Oosting had heel gemakkelijk een reden kunnen aanvoeren om een keertje over te slaan, want de Drent ervaart de laatste weken stevige tegenwind bij FC Twente. Een crisis ligt op de loer. De club staat vijfde in de eredivisie, maar verloor recent van Feyenoord en Heracles Almelo en kreeg afgelopen weekend tegen Fortuna Sittard in blessuretijd de 1-1 tegen. Het was de zoveelste keer dat de Tukkers in de extra speeltijd een resultaat uit handen gaven. Werd Oosting tot voorkort op handen gedragen in Enschede, inmiddels is de trainer van held naar de status van zondebok gegaan.
Hij schuwt het onderwerp niet. ,,Ik merk wel in alles dat ik bij een top vier-club van Nederland zit’’, vertelt de coach, die voorheen onder andere RKC trainde, assistent en interim was bij Vitesse en zijn eigen WKE in een ver verleden landskampioen maakte. ,,We hebben bij FC Twente volgens mij 33 supportersverenigingen, er zijn ontzettend veel podcasts, hele tv-uitzendingen worden gewijd aan FC Twente, je hebt de kranten. Uiteindelijk is het ook gewoon zo dat we de laatste vijf wedstrijden slecht spelen. Het was tegen Fortuna de achtste keer dat we een goal tegen kregen in blessuretijd. Dat mag natuurlijk niet gebeuren.’’
‘Dan ga ik er pal voor staan’
Er zijn wel geldige argumenten voor het dalletje waarin de Tukkers zijn beland. Met het vertrek van Anass Salah-Eddine en Youri Regeer raakte FC Twente in de winterstop - weliswaar voor vele miljoenen - twee absolute sterkhouders kwijt. Maar de E&O-kantine, die vooral gevuld was met sponsors, wilde vooral graag weten hoe Oosting denkt de negatieve spiraal om te kunnen buigen. In elk bedrijf is tenslotte wel eens wat. Dan zijn wat handvatten om problemen te tackelen altijd welkom.

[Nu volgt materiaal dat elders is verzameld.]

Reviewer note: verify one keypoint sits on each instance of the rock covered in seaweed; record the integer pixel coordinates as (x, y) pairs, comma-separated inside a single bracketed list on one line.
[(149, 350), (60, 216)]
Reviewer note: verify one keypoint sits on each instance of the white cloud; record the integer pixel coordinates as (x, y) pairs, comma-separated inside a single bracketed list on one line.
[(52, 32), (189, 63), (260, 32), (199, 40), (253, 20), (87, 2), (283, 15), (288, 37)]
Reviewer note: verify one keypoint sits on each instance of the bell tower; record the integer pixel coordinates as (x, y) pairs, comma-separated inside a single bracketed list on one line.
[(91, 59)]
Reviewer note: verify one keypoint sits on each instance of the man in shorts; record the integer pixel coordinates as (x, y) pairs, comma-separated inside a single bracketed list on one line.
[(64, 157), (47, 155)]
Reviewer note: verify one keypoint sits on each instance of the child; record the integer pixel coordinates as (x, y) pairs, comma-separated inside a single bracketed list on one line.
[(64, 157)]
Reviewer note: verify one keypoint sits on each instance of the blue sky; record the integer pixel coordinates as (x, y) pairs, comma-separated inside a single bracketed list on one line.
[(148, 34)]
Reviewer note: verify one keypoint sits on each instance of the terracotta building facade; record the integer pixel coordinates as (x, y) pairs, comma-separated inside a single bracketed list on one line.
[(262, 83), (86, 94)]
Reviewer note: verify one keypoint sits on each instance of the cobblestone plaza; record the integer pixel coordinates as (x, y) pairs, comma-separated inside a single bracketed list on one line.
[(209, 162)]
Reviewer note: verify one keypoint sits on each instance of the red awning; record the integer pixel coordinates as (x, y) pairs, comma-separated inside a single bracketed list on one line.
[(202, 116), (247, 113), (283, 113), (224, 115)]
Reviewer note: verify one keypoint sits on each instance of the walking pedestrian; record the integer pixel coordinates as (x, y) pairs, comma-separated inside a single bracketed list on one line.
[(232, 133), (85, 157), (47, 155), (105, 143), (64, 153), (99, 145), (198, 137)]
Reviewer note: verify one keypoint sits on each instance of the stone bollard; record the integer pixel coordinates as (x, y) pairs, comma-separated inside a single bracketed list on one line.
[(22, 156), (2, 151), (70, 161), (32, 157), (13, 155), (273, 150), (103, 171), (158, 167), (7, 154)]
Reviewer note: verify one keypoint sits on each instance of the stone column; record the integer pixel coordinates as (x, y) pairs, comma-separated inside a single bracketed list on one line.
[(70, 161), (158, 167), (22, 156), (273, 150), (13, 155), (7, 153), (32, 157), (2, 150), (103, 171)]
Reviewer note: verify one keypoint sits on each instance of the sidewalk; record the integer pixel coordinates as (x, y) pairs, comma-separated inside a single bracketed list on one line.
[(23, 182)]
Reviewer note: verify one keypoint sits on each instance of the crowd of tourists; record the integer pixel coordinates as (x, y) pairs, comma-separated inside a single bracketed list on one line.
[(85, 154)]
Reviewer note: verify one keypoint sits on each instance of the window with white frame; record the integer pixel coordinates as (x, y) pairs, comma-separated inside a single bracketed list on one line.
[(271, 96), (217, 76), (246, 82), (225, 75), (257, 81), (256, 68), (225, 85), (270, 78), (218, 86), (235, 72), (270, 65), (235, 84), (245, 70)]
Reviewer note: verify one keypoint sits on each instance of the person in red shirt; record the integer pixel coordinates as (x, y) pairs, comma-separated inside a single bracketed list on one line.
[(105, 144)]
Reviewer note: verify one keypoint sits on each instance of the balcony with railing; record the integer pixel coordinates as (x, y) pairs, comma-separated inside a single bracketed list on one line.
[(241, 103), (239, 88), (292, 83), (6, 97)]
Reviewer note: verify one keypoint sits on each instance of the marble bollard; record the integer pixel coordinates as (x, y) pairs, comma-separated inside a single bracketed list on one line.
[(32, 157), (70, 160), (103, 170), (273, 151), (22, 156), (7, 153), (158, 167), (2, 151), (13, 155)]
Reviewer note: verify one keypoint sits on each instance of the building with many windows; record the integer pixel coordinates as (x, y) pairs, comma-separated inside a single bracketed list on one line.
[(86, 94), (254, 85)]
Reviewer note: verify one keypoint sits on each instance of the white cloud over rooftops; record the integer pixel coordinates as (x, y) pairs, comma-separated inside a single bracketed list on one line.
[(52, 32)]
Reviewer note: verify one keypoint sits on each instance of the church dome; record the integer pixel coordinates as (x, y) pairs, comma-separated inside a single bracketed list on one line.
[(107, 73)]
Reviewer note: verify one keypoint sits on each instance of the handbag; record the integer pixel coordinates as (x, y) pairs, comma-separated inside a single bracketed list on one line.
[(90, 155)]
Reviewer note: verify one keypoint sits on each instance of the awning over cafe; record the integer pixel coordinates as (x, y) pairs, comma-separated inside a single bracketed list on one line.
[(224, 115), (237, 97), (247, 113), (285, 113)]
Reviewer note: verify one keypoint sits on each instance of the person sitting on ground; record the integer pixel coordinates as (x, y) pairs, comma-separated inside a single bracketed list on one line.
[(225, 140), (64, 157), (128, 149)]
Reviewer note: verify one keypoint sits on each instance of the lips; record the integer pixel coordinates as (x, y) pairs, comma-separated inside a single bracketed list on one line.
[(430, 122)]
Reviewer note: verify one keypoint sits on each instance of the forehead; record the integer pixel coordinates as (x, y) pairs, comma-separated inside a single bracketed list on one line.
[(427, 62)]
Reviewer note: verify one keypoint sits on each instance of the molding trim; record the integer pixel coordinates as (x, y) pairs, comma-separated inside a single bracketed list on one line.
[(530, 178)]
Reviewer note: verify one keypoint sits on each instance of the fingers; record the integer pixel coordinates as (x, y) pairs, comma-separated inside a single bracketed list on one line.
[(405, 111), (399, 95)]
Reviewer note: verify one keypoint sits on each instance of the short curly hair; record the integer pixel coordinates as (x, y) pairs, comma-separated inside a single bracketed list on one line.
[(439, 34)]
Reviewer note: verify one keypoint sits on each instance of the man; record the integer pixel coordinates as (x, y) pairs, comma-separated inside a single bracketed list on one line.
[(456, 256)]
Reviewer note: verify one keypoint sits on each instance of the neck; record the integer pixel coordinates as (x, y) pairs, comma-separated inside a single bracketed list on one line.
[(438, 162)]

Oosting staat bekend als een peoplesmanager en gebruikt vooral die kwaliteiten. Zoals onlangs, toen zijn speler Daan Rots openlijk tot schlemiel werd uitgeroepen door de supporters. ,,Dan ga ik er pal voor staan’’, klinkt het scherp. ,,Ik laat mijn spelers niet uitlachen. Daar ga ik ervoor liggen. Dan heb ik liever dat ze het op mij botvieren dan op mijn spelers. Spelers zijn gevoelig.’’

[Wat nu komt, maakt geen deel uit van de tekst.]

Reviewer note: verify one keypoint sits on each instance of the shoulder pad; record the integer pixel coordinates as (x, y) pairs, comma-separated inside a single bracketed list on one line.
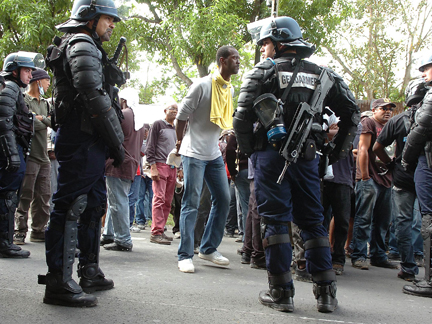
[(266, 64), (9, 99), (80, 37), (11, 90), (333, 74), (81, 45)]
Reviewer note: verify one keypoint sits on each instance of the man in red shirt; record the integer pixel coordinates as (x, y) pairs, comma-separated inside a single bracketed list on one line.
[(373, 193)]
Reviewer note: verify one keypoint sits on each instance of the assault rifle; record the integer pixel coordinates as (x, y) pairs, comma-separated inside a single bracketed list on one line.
[(303, 122)]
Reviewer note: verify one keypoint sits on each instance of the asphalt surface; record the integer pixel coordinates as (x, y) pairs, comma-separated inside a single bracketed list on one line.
[(150, 289)]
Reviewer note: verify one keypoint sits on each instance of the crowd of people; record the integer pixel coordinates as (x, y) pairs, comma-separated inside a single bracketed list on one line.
[(293, 166)]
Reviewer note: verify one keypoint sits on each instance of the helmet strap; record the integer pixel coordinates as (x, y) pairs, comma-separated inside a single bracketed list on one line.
[(93, 30)]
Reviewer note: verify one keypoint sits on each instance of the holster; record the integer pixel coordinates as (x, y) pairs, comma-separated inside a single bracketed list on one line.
[(428, 153)]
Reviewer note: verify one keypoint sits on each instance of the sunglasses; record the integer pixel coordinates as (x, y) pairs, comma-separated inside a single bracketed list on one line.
[(386, 108)]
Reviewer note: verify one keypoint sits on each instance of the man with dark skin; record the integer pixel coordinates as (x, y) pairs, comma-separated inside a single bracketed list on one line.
[(373, 193), (161, 141), (201, 158)]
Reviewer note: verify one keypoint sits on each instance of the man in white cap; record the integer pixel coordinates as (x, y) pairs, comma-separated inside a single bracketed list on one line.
[(36, 185)]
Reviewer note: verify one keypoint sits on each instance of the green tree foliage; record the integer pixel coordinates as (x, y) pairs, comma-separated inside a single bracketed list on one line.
[(375, 43), (28, 25), (186, 33)]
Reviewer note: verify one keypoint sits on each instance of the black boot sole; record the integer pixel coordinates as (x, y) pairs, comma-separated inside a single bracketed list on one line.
[(279, 307), (55, 299), (415, 294), (90, 290), (14, 256), (327, 308)]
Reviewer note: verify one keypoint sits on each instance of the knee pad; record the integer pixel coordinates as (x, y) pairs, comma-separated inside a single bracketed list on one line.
[(70, 235), (275, 238)]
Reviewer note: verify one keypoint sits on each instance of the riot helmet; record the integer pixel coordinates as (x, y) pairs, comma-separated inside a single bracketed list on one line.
[(426, 61), (86, 10), (15, 61), (415, 91), (286, 31)]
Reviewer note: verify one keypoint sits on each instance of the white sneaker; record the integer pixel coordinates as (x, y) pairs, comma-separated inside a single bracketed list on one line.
[(186, 265), (214, 257), (134, 229)]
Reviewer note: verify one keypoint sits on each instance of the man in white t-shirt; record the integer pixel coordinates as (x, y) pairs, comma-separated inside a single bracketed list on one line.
[(208, 107)]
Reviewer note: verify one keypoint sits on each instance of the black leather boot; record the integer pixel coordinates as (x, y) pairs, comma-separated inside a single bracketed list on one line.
[(67, 293), (278, 298), (325, 295), (10, 250), (420, 288), (93, 279)]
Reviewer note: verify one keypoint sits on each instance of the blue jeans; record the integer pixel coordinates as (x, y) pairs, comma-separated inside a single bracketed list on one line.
[(117, 218), (403, 210), (417, 238), (242, 184), (133, 198), (144, 204), (214, 174), (337, 202), (372, 220)]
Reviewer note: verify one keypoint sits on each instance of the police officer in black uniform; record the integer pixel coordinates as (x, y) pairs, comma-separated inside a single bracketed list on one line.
[(16, 128), (417, 155), (297, 197), (87, 112)]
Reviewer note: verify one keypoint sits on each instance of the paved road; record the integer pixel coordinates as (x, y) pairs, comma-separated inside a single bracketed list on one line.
[(150, 289)]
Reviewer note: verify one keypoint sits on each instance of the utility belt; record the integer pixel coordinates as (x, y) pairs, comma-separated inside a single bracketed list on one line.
[(24, 127)]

Joseph Oosting: ,,Ik doe er dag en nacht alles aan om het beste uit mijn jongens te halen. Dat gaat me lukken.'' Foto: Boudewijn Benting
Oosting gaat dieper op het onderwerp in. Bij het samenstellen van zijn teams kijkt hij bijvoorbeeld altijd naar voldoende diversiteit van karakters en verschillende rollen, waardoor een elftal karakterologisch in balans is. ,,Zo hadden we vorig jaar Mitchell van Bergen, een heel gevoelige jongen, die na PSV uit werd aangepakt door een verslaggever. Hij krijgt dat dan mee en hij is zo gevoelig, dat hij daardoor van de leg raakt. Maar dan hebben we ook onze artiest, Joshua Brenet, die dan bij hem gaat slapen, speciaal om hem te steunen, terwijl Brenet voor de buitenwereld iemand is die alleen maar op stap gaat.’’
‘Die is boos geboren’
Oosting spreekt met liefde over zijn spelers. ,,Zo hebben we ook iemand die altijd kritisch is. Dat is Gijs Smal. Ik heb wel eens gezegd, die is boos geboren. Hij heeft altijd wel kritiek. Die heb je ook nodig, net als dat je een verbinder nodig hebt. Het gaat om die mix. Of dat dan een peoplesmanager is? Ik ben in ieder geval wel altijd oprecht op zoek naar een opening bij mensen, waarmee je elkaar kunt helpen. Dat gaat verder dan alleen maar een hand om elkaar heen slaan.’’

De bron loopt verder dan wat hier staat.